Introducción: Lo que vale la pena perder por Cristo
Vivimos en un mundo que nos pide que tengamos todo y no renunciemos a nada. Jesús, en cambio, llega con una propuesta radical: hay cosas que vale la pena perder. Y quien entiende eso alcanza una libertad enorme.
Oración: Señor, ayuda a nuestro corazón a ordenar sus amores. Que escuchemos tu Palabra sin miedo y con la libertad de quien sabe que en Ti no se pierde nada de lo que verdaderamente importa. Amén.
1. El orden de los amores
Cuando Jesús dice que hay que amarlo más que al padre, a la madre, al hijo, no está pidiendo que dejes de querer a tu familia. Está hablando del orden de los amores.
El libro del Deuteronomio ya lo anunciaba: «Amarás al Señor tu Dios con todo tu corazón» (Dt 6,5). Primero Dios. No porque los demás no importen, sino porque cuando Dios ocupa el primer lugar, todos los demás amores se vuelven más limpios y más libres.
El amor desordenado asfixia. El amor bien ordenado libera a los que amas.
2. El camino que nadie te vende
«El que no toma su cruz y me sigue no es digno de mí» (Mt 10,38). Hoy nadie anuncia esto. El algoritmo no viraliza la renuncia, el sacrificio ni la fidelidad en las cosas pequeñas.
Pero la cruz no es un castigo. Es la forma concreta en que tu vida se une a la de Cristo. Cada renuncia hecha por amor se convierte en semilla de vida nueva.
¿Cuál es la cruz que te toca cargar hoy? No la inventada, no la dramática. La de todos los días. Esa es la que Jesús te pide que no sueltes.
3. Perder la vida para encontrarla
«El que pierda su vida por mí, la encontrará» (Mt 10,39). Es la lógica más contraintuitiva del Evangelio. Y también la más verdadera.
Piensas que si te entregas más a Dios, perderás libertad, diversión, opciones. Y descubres lo opuesto: que en el don de ti mismo encuentras la vida que siempre buscabas.

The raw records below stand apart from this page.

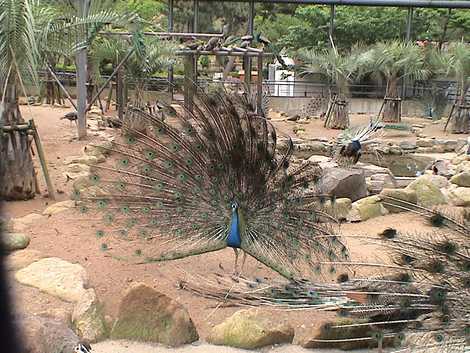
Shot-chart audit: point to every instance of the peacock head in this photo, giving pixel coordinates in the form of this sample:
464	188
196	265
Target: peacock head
234	206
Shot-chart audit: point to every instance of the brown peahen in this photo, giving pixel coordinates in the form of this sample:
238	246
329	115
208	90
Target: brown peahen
418	301
202	180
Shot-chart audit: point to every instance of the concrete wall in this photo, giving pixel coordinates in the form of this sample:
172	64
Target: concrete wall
292	105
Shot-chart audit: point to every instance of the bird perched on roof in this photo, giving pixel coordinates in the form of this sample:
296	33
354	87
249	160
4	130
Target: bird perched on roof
82	347
201	181
71	116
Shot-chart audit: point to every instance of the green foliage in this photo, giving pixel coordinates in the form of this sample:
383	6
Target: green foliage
308	26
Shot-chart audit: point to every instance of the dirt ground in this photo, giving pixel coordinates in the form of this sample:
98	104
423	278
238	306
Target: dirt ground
68	236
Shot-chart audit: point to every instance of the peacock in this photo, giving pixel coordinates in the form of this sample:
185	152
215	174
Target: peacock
418	300
199	181
351	141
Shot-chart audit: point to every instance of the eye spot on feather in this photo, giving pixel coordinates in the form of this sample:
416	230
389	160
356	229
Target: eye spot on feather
108	218
150	155
125	209
101	204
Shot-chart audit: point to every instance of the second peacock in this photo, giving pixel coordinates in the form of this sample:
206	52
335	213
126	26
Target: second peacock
198	181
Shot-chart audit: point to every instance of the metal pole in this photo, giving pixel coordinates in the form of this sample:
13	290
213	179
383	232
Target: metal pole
246	60
195	16
82	76
332	24
170	29
409	21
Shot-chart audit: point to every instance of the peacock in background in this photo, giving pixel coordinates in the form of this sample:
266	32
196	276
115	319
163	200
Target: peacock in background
193	182
417	299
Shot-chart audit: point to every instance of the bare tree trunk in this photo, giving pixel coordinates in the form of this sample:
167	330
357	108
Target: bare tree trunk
16	164
338	114
392	106
461	116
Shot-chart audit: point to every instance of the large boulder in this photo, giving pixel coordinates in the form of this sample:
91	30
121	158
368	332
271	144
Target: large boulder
147	315
250	329
45	335
58	207
427	191
57	277
461	179
339	209
14	241
366	208
88	318
459	196
406	195
344	183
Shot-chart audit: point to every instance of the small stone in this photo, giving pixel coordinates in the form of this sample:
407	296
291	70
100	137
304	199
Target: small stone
461	179
88	317
56	277
250	329
459	196
406	195
366	208
14	241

Los santos no eran personas tristes que renunciaron a todo. Eran personas que encontraron algo tan grande que todo lo demás palidecía a su lado. ¿Quieres descubrir de qué se trata?
Idea de compromiso personal
Identifica una cosa concreta en tu vida que esté ocupando el lugar que le corresponde a Dios: una relación, una opinión ajena, el miedo a perder algo. Esta semana, pídesela a Dios con honestidad. Ese gesto es ya un gran paso.
Oración final
Señor Jesús, enséñame a ordenar mis amores. Que nada ocupe en mi corazón el lugar que solo a Ti te pertenece. Que la Virgen María, que lo dejó todo por el sí que le cambió la vida, interceda por nosotros. Y que el Espíritu Santo nos dé la libertad de los hijos de Dios. Amén.